Killing them was easy to say, not so easy to do.
He turned on the light. Quarter to ten. He pulled his clothes on, went noisily down the stairs.
“Hi, guys!” he said airily.
“Thought you folded, kid,” Steve said.
“Couldn’t sleep. Thought I’d get myself a drink.” He went on into the kitchen, rinsed out one of the coffee cups, sloshed it half full of rye. The liquor was warm and he almost gagged when he finished the big jolt. But it began to radiate warmth through him, and that was good.
He heard the slap of cards on the maple table, heard Steve say, “Knock with four, sucker. Catch you big?”
“Lemme see. Twenty-eight, thirty-three, thirty-six. Satisfied?”
“That takes care of the first two games, and damn near a schneider on the third.”
Stan forced himself to be calm. The odds were that the kitchen circuit and the dining room were on the same fuse. There was a pinup lamp over the breakfast booth, with a fake parchment shade. He strolled over, out of sight of the card players, pulled the plug out of the wall. With a kitchen knife he quickly unscrewed one of the little brass screws that held the wire tight, wrapped the loose wire around the other post. Then he plugged it back in. There was a crackle, a spit of blue sparks, and both the kitchen and the dining room went dark.
“What the hell?” Art said in a hushed tone, and Stan smiled in the darkness as he heard the fear.
“Nothing. I turned on this lamp out here and I guess it’s shorted.

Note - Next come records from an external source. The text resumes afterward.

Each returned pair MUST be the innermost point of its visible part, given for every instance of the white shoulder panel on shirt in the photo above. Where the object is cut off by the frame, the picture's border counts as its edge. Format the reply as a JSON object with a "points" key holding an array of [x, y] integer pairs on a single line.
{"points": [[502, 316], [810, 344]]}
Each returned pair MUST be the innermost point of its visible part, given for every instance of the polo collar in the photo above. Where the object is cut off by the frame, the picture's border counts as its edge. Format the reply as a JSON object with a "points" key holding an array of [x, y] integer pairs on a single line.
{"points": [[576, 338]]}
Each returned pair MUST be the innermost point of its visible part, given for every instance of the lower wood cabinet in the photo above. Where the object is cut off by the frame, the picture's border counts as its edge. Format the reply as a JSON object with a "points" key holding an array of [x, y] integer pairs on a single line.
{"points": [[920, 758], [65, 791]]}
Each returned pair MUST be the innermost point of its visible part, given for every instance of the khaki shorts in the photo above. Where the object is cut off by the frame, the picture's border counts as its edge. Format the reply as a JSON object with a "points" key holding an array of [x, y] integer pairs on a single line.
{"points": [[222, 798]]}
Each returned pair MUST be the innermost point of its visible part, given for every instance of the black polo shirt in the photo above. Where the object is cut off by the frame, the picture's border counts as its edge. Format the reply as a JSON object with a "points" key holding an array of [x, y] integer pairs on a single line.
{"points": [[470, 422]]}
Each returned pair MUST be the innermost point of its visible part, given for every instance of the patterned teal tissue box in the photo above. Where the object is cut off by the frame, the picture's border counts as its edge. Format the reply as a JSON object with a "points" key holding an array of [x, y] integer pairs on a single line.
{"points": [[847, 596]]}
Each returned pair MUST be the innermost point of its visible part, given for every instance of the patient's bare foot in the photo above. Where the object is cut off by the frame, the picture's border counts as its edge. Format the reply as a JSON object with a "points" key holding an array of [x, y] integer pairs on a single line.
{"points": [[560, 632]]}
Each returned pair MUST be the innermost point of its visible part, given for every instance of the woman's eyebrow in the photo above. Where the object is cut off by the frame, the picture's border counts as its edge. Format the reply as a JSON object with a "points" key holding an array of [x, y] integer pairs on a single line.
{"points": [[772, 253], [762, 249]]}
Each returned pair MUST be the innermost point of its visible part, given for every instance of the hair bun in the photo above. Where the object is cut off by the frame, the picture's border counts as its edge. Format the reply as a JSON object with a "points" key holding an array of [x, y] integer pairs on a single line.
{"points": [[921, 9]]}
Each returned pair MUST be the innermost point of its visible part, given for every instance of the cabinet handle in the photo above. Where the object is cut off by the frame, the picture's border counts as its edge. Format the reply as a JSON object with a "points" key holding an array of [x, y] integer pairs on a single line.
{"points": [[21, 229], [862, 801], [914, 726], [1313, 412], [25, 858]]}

Must have blown the fuse. I’ll take a look. Maybe one of you guys ought to come along. I’m no electrician.”
Steve was the one who joined him. Steve clicked the cellar light on. Stan felt afraid. He hadn’t thought of the cellar light. He had wanted it to be in darkness.
Together they went over to the fuse box, and Steve opened the black metal door. He peered in at the fuses. “Here it is. This one,” Steve said. “You got a penny, kid?”
“Don’t think so.”
“Wait. I got one.” Steve twirled the fuse out, pulled the switch on the side of the box, and the cellar lights went out. Stan heard the clink of the penny, the grating of the fuse being turned back into the socket.
The cellar lights went on. Steve, his hand on the switch, yelled, “Okay up there?”
“Okay,” came Art’s answering yell.
At that moment Stan struck with the kitchen knife. Right under the left shoulder blade. The metal grated on bone and slipped away. Steve grunted in pain and whirled with uncanny speed, his eyes narrowed, his mouth twisted with pain. He reached toward his hip pocket.
Stan grunted with the force of the blow as he blindly stabbed down at Steve’s face. Steve stood perfectly still for a moment, one eye suddenly wide. In the place of the other eye was the dark protruding handle of the paring knife.
As he fell heavily on his side, rolled over onto his back, Stan looked down at him and giggled. Then he made a soft retching sound, turned away, weak with the sudden sickness, his hand against the rough, whitewashed wall. He pulled the switch down.